Os contextos interpessoais resilientes são afetuosos
(biologia do amor), facilitam a consciência de ter sido afetado por injustiças
– venham elas da natureza (como as catástrofes naturais), da opressão, da
violência política, de gênero, dos maus-tratos infantis –, o que permite
empoderar-se para seguir em frente.

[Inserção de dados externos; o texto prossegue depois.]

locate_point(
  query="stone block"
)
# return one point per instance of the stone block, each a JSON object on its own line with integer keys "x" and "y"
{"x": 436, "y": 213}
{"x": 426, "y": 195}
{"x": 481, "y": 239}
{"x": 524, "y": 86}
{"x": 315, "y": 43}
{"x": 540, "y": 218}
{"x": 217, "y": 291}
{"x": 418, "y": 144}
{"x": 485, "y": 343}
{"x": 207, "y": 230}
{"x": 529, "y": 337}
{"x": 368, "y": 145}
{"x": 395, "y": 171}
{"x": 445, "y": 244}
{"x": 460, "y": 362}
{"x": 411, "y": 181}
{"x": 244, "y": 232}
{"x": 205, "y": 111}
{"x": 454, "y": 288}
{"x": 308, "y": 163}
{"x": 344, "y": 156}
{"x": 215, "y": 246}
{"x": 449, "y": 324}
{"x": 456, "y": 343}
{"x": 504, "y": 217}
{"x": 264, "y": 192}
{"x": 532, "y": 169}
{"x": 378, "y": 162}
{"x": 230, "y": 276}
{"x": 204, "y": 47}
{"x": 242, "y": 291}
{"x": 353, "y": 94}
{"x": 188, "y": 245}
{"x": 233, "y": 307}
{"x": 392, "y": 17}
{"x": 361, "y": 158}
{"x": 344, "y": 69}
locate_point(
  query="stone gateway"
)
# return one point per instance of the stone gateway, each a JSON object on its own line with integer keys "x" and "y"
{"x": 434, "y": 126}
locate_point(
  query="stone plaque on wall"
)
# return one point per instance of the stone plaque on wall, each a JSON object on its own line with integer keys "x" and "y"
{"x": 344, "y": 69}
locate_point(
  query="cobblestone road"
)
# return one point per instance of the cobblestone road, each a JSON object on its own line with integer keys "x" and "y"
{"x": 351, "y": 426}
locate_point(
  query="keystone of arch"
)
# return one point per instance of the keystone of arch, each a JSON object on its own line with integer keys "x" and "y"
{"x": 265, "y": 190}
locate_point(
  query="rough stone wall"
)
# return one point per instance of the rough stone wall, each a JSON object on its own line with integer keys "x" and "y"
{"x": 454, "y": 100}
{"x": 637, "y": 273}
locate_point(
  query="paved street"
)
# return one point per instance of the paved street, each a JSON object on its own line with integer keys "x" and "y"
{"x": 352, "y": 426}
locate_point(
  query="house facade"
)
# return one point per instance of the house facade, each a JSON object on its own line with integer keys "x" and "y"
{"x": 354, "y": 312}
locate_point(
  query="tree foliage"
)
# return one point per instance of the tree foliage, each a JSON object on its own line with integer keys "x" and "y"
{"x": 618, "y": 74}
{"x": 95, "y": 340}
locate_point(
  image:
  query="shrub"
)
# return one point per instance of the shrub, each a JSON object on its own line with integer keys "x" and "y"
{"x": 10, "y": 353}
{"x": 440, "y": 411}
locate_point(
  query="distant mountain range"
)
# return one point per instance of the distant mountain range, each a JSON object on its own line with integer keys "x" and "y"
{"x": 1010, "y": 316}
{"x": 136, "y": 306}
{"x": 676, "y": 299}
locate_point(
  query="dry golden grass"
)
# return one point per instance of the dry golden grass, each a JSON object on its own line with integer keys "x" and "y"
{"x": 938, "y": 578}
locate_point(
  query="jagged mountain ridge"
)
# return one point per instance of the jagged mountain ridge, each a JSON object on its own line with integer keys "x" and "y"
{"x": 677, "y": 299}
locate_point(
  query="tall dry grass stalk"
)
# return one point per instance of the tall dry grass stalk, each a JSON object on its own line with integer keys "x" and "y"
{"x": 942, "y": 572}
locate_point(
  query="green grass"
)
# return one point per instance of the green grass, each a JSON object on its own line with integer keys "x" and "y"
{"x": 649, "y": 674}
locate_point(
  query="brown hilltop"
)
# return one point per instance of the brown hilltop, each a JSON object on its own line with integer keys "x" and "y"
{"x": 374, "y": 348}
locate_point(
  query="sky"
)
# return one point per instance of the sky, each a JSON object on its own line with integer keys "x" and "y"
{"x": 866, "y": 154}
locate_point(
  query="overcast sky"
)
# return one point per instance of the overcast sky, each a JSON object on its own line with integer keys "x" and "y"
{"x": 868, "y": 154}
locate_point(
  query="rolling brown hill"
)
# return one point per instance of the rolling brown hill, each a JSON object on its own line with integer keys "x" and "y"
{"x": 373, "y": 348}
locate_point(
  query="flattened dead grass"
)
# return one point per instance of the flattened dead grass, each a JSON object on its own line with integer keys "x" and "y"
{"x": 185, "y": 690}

A solidariedade empática com os afetados, a
expressão artística, o humor e a espiritualidade também são fatores
resilientes.
Nesse sentido, é pouco provável que se desenvolva
resiliência nos milhares de refugiados que se encontram às portas da Europa: as
imagens comovedoras de mulheres, crianças, muitas delas bebês, e idosos
refugiados sírios são exemplos de contextos antirresilientes. Se a resiliência
individual familiar ou social é filha do amor e da solidariedade, não se pode
desenvolver nessa enorme população de refugiados, afetada pela indiferença,
pela rejeição e pelo poder patriarcal dos governantes europeus.
Resta-nos
a esperança de que algumas faíscas desse fenômeno se produzam pela ação
solidária da sociedade civil, que traz esperança para que alguns dos afetados
possam resiliar essas circunstâncias dramáticas.